Arber Xhekaj (celui que les fans surnomment « Shérif », a également été tenu à distance. Lui aussi se retrouve au cœur des spéculations : trop populaire, trop scruté, trop incertain dans une défensive déjà congestionnée.
On peut comprendre certaines absences, mais pas toutes. Ivan Demidov n’a pas encore la maîtrise complète de l’anglais et on veut l’épargner des pièges d’une première mêlée de presse où chaque mot aurait été disséqué.
Mais que dire de Cole Caufield, Juraj Slafkovský, Patrik Laine ou Kaiden Guhle? Quatre des visages les plus payés, les plus attendus et les plus identifiables du club, laissés volontairement dans l’ombre.
Leur silence frappe d’autant plus que le tournoi de golf est justement conçu pour que les partisans entendent leurs vedettes, qu’ils sentent l’excitation repartir à l’aube de la saison.
Bref, au lieu d’un moment convivial, on reste avec une impression de stratégie opaque, où l’organisation choisit soigneusement qui a le droit de parler… et qui doit se taire.

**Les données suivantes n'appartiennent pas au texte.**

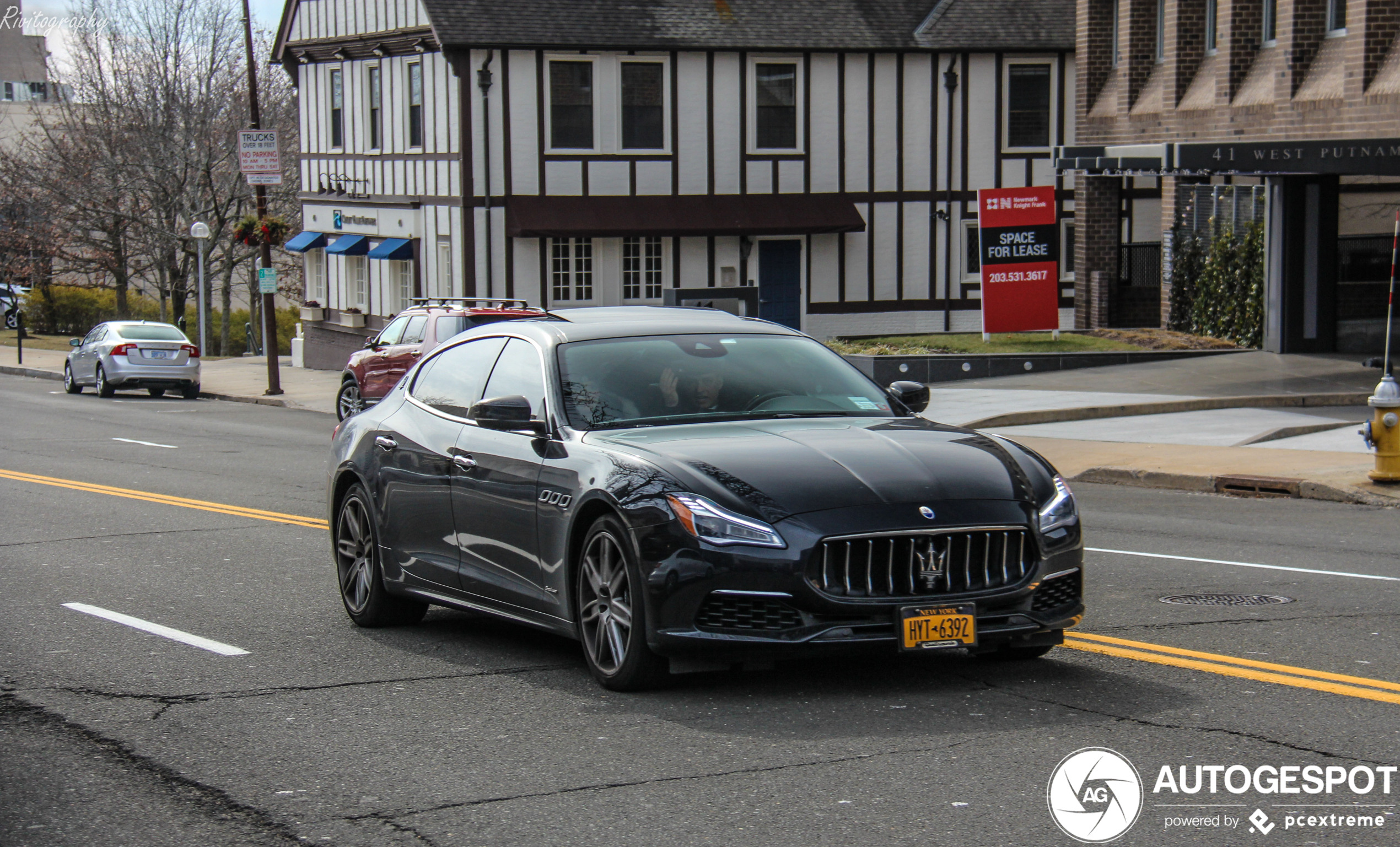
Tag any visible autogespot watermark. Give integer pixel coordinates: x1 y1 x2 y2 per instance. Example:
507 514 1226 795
0 6 106 36
1046 748 1400 844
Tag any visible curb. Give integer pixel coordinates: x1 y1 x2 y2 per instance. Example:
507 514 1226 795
1070 468 1400 508
960 392 1371 430
0 364 63 382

Mais la différence est claire : pour Caufield, Slafkovský et compagnie il s’agit de protéger des piliers marketing. Pour Kapanen, Roy, Struble, Beck et Dach, il s’agit de cacher des monnaies d’échange.
Une stratégie assumée?
La logique de Kent Hughes est sans pitié. Pourquoi envoyer devant les caméras des jeunes qui viennent d’être publiquement proposés à Boston et qui risquent d’être inclus dans un éventuel deal avec Pittsburgh?

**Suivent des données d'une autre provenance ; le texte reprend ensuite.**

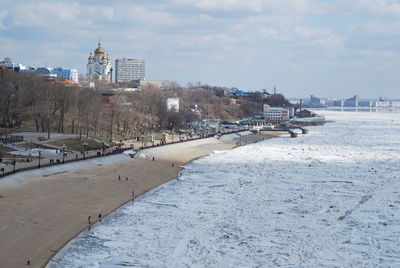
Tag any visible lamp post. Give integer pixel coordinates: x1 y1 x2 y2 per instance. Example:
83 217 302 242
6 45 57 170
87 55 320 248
82 142 88 159
13 154 16 173
61 144 66 164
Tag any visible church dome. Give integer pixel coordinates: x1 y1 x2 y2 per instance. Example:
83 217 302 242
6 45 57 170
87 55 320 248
94 42 106 54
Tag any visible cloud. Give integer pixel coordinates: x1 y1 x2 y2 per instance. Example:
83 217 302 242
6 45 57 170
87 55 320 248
174 0 323 13
12 2 81 26
294 27 343 49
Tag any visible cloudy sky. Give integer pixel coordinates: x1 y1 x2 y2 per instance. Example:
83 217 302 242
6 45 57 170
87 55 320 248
0 0 400 98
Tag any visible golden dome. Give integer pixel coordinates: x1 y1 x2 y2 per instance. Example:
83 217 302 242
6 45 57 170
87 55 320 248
94 42 106 54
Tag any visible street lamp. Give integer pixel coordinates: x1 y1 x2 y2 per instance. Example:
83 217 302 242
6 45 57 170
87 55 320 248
39 148 42 168
82 142 88 159
61 144 67 164
0 141 3 163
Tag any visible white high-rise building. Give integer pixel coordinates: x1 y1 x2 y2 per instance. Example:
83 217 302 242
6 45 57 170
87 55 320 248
86 42 112 83
264 104 289 122
115 58 145 83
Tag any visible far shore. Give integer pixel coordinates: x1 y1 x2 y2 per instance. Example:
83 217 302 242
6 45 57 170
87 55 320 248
0 133 282 267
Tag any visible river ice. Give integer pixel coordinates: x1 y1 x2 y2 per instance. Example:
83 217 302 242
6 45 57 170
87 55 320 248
49 112 400 268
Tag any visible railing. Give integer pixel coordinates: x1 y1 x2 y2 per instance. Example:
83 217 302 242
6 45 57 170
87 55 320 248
0 129 248 178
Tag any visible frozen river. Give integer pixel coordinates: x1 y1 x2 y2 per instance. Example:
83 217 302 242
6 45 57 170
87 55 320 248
50 112 400 268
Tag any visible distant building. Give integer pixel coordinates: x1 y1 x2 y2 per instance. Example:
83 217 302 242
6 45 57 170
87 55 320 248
333 100 344 107
0 57 32 72
296 109 315 118
264 104 289 122
86 42 112 83
139 80 169 89
167 98 179 112
115 58 145 83
80 81 95 88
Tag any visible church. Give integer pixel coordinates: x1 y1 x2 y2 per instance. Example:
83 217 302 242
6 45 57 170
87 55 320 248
86 42 112 83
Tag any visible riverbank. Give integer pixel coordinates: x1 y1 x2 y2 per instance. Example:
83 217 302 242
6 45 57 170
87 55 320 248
0 133 276 267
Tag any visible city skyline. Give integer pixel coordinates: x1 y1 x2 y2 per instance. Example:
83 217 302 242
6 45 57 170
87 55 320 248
0 0 400 98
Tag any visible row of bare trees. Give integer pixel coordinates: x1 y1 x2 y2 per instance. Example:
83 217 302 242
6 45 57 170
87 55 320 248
0 70 290 138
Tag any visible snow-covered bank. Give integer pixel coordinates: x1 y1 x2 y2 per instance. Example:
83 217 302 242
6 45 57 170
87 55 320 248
49 112 400 267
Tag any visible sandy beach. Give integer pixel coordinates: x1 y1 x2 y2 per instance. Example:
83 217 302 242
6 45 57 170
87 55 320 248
0 135 236 267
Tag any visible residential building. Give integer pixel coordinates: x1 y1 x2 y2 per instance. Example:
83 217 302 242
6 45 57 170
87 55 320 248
167 98 179 112
333 100 344 107
115 58 145 83
0 57 27 72
86 42 113 83
139 80 169 89
52 67 78 83
264 104 289 122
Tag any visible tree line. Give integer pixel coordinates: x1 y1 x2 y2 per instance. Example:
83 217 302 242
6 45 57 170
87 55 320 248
0 70 290 138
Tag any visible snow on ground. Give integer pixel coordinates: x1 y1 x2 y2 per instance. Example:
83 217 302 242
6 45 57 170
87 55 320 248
0 154 130 188
50 112 400 267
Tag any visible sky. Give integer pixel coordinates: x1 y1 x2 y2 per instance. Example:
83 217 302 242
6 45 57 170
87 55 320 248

Pourquoi risquer un malaise, une sortie improvisée, un mot de travers?
Le silence devient alors une stratégie de communication. On contrôle l’image. On protège la valeur marchande. On garde l’illusion d’une équipe unie, tout en préparant les pions pour un échange historique.
Et pendant que Montréal cache ses joueurs, Sidney Crosby, lui, fait exactement l’inverse. À 38 ans, il se présente devant les micros et lance des éclairs :
« Dans le sport professionnel, vous jouez pour gagner. » Une phrase qui résonne comme une gifle aux partisans du « tanking ».

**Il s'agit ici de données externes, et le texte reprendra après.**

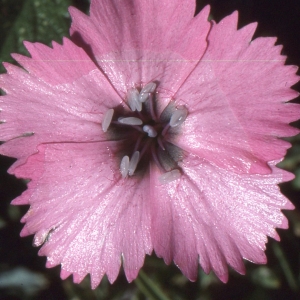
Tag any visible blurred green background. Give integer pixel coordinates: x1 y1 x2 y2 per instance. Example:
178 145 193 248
0 0 300 300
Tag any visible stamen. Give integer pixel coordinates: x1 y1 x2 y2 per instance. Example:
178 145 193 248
157 136 166 150
158 169 181 184
118 117 143 125
102 108 114 132
120 155 129 178
170 106 188 127
128 151 140 176
139 82 156 102
141 82 156 94
127 88 142 111
143 125 157 137
149 94 157 121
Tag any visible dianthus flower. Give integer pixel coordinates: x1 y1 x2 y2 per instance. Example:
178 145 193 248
0 0 300 288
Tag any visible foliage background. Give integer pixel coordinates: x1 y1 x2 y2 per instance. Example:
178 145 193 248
0 0 300 300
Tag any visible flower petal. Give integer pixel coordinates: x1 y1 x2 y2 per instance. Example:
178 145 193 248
175 13 300 174
11 142 152 288
70 0 210 109
0 40 122 169
150 155 293 281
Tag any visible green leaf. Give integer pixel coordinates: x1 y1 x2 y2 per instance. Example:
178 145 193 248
0 0 71 71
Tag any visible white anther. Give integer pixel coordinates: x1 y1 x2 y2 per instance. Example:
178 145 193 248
170 106 188 127
128 151 140 176
118 117 143 126
139 93 150 103
158 169 181 184
102 108 114 132
141 82 156 94
143 125 157 137
120 155 129 178
139 82 156 102
127 88 142 111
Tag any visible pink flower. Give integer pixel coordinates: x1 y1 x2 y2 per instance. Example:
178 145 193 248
0 0 300 288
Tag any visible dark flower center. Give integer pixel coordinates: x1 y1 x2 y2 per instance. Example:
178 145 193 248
102 82 188 183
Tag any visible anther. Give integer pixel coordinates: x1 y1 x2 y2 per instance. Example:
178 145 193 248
127 88 142 111
139 82 156 102
170 106 188 127
143 125 157 137
102 108 114 132
158 169 181 184
120 155 129 178
118 117 143 125
128 151 140 176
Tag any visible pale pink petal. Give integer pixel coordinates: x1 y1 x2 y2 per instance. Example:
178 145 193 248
175 13 300 174
12 38 96 85
150 155 293 281
11 142 152 288
70 0 210 111
0 40 123 170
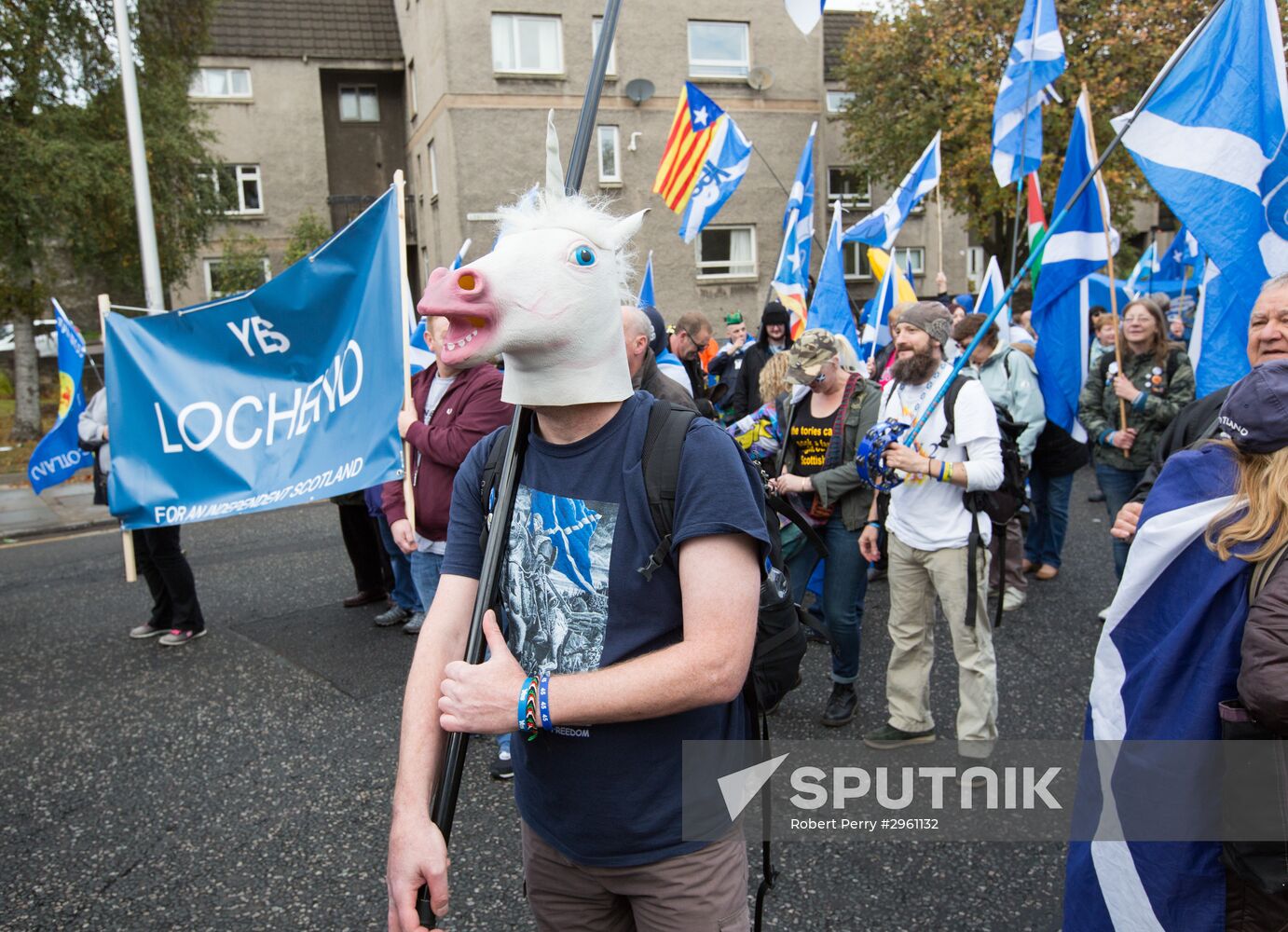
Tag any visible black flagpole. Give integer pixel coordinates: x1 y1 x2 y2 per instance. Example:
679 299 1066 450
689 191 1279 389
416 0 623 928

Crosby refuse d’être relégué au rôle de figurant. Il refuse d’incarner une reconstruction. Son ADN est celui d’un gagnant. Et c’est précisément ce qui alimente la rumeur : s’il doit partir, ce sera pour une ville où gagner est à nouveau possible. Montréal, avec son bassin d’espoirs et son plan 2026, devient l’option numéro un.
Le malaise est donc double.
À Montréal, on assiste à une stratégie de camouflage sans précédent : des joueurs entiers d’une organisation muselés pour éviter la tempête médiatique.
À Pittsburgh, Crosby parle haut et fort, refusant la médiocrité et mettant une pression immense sur son DG, Kyle Dubas.
Tout converge vers une même ligne : l’inévitable transaction Crosby. Les noms circulent déjà : Struble, Roy, Kapanen, Beck, Dach. Tous cachés, tous protégés, tous déjà perçus comme les pièces d’un casse-tête bien plus grand.
Ce qui frappe dans cette histoire, ce n’est pas seulement le nombre de dépisteurs présents aux matchs des recrues, ni le silence soudain des joueurs ciblés. C’est la cohérence glaciale de la stratégie. Le Canadien cache ses pions. Le Canadien protège ses actifs. Le Canadien prépare le terrain.
À Boston, on a refusé Zacha. À Pittsburgh, Crosby refuse le tanking. Entre les deux, Montréal se tait.
Et dans ce silence, il n’y a qu’une vérité qui hurle : la prochaine grande transaction de la LNH pourrait bien s’écrire entre le Canadien et les Penguins.
Les joueurs cachés ne sont pas absents. Ils sont sur le marché. Et tout le monde le sait.